En otros como Duarte, el profesor de Matemáticas, las jornadas escolares se extendían por horas y mientras en un pequeño taller remendaba ponches de bicicletas para engordar el enjuto sustento familiar; explicaba nuestras dudas en una materia que, al menos a mí, se me hacía harto complejas.

Así, la persona que soy hoy es también el resultado de mis maestros, de los que mencioné y de otros como Frank, Carbonell, Maribel, Guevara o Margarita quienes en el preuniversitario lo mismo eran tus cómplices para una escapada hasta casa o te hacían enamorarte de las hazañas de Maceo, descubrirle el intríngulis a la sintaxis o las interioridades a la biología humana.

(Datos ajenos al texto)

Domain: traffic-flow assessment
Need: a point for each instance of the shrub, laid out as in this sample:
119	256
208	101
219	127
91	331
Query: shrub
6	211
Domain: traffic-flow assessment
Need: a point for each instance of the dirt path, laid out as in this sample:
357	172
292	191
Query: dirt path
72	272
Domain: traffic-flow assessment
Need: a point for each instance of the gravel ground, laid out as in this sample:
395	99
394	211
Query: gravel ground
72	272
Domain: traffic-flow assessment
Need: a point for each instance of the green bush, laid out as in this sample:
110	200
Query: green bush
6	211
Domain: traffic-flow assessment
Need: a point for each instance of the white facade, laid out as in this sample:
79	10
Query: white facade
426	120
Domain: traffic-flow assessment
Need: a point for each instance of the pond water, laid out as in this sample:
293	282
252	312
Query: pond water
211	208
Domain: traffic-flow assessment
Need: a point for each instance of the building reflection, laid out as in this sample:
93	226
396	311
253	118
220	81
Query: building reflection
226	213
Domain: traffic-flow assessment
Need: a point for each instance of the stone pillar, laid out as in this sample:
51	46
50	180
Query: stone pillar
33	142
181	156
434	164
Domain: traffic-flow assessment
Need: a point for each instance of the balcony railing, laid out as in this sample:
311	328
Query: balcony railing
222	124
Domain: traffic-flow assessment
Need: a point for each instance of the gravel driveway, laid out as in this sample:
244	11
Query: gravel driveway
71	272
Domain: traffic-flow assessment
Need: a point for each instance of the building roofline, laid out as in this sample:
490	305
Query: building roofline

Cada etapa de la vida tiene sus maestros, los tengo ahora en el periodismo, hacia ellos miro cuando dudo, cuando no sé qué palabra usar o cómo resultar más precisa en la idea; lo sabe Martha Reyes, una reportera de Guantánamo con quien aprendí de la generosidad y humildad de este oficio.

A varios de mis maestros no los he visto más, otros cambiaron de profesión y tal vez de país. De vez en cuando veo a alguno, lo saludo, abrazo y compartimos memorias de una u otra etapa, de uno u otro grupo. Llevan en sí el magisterio de la profesión y de la vida, la nobleza de construir el presente y esculpir el futuro.

A cada uno de mis maestros agradezco la entrega, el tiempo y el esfuerzo depositado en hacer de mí mejor persona y de cada uno de sus alumnos resumen viviente de la obra antecedida. De evangelios como ellos está lleno el archipiélago, desde La Punta hasta el Cabo de San Antonio. De esa sabia han de nutrirse los nuevos pedagogos de hoy, herederos de esa dinastía precedente pero hijos de su tiempo, de este tiempo. A fin de cuentas, un buen maestro será siempre un buen maestro, y su mejor obra no estará nunca en el manual de una clase sino en actuar de aquellos a quienes instruyó, educó y formó.